Conte abbraccia Franceschini e innervosisce Prodi sull’officina progressista
Continua il dibattito fra leader e leaderini del centrosinistra sugli assetti elettorali prossimi venturi. Il caso dell'intervista di Conte che replica a Prodi... I Graffi di Damato
Continua il dibattito fra leader e leaderini del centrosinistra sugli assetti elettorali prossimi venturi. Il caso dell’intervista di Conte che replica a Prodi… I Graffi di Damato
Parole di Giuseppe Conte fresche di stampa sui rapporti col Pd in una intervista a Repubblica con la quale, a sentirlo, l’ex premier ha cercato di non farsi “distrarre” dalla guerra in corso fra la magistratura e “il governo più indecente” che sarebbe quello in carica: “Al momento ci sono dei punti in comune ma anche questioni fondamentali che ci dividono. La pace, per esempio, per noi è dirimente mentre il Pd ha sposato, con la maggioranza di governo, una linea di sostegno incondizionato anche militare all’Ucraina e persegue l’isolamento della Russia”.

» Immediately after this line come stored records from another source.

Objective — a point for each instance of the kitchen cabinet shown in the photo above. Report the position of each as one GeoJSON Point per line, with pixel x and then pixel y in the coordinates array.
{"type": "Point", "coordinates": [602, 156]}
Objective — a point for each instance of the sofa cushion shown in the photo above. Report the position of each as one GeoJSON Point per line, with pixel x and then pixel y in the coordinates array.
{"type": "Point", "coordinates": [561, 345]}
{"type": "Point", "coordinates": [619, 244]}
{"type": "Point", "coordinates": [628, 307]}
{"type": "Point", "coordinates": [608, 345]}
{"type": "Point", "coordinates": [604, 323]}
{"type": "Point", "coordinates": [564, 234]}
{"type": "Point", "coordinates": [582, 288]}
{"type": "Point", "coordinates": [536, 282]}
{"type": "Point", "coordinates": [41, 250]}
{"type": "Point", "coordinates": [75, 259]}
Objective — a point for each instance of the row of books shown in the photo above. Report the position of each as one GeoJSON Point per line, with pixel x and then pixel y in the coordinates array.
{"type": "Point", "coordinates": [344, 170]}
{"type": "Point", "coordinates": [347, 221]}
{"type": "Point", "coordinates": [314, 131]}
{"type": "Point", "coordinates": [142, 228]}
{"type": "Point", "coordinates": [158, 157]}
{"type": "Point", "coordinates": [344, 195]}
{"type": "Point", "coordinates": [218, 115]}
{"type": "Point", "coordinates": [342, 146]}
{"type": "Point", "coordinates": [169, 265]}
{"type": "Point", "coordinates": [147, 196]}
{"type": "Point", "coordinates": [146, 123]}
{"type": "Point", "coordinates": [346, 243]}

E la proposta di Dario Franceschini, nel Pd, di correre divisi alle elezioni, magari con intese solo sui collegi uninominali, per “colpire uniti” il centrodestra dopo il voto, prevedibilmente con un compromesso sul programma di un nuovo governo e di una nuova maggioranza? “E’ una proposta -ha risposto Conte- che guardo con attenzione perché è un tentativo di rendere compatibili le differenze. L’importante è condividere l’obiettivo di porre al centro dell’azione il cambiamento della società”. Che era poi l’obiettivo dichiaratamente propostosi da Conte con entrambi i governi da lui presieduti a maggioranze variabili, anzi contrapposte.
E Prodi, che nel Pd considera “cinico” andare divisi alle elezioni per vincerle senza un programma comune? “Sarebbe ancora più cinico -ha risposto Conte, da professore a professore- presentarsi in coalizione ed esibire una unità fittizia, senza misurarsi concretamente anche sulle questioni che ci dividono. Sarebbe una finta alleanza che si sfalderebbe il giorno dopo le elezioni”. Come, d’altronde, Prodi ha sperimentato personalmente con entrami i governi -pure lui- formati a distanza di dieci anni l’uno dall’altro, finiti prematuramente.
Conclusione. Alle varie edizioni di Conte succedutesi in sette anni, da quando gli capitò di arrivare la prima volta a Palazzo Chigi con i leghisti per restarvi col Pd, si aggiunge questa del Conte franceschiniano. Non francescano come uno zio, se non ricordo male andando indietro con la memoria ai primi tempi della sua avventura politica, ma franceschiniano. Da Franceschini, l’uomo che lavora da qualche tempo orgogliosamente in una officina e potrebbe un giorno, chissà, assemblare lui stesso il programma di un suo primo governo con Conte, lasciando al Nazareno la segretaria del partito Elly Schlein, o un suo ritratto.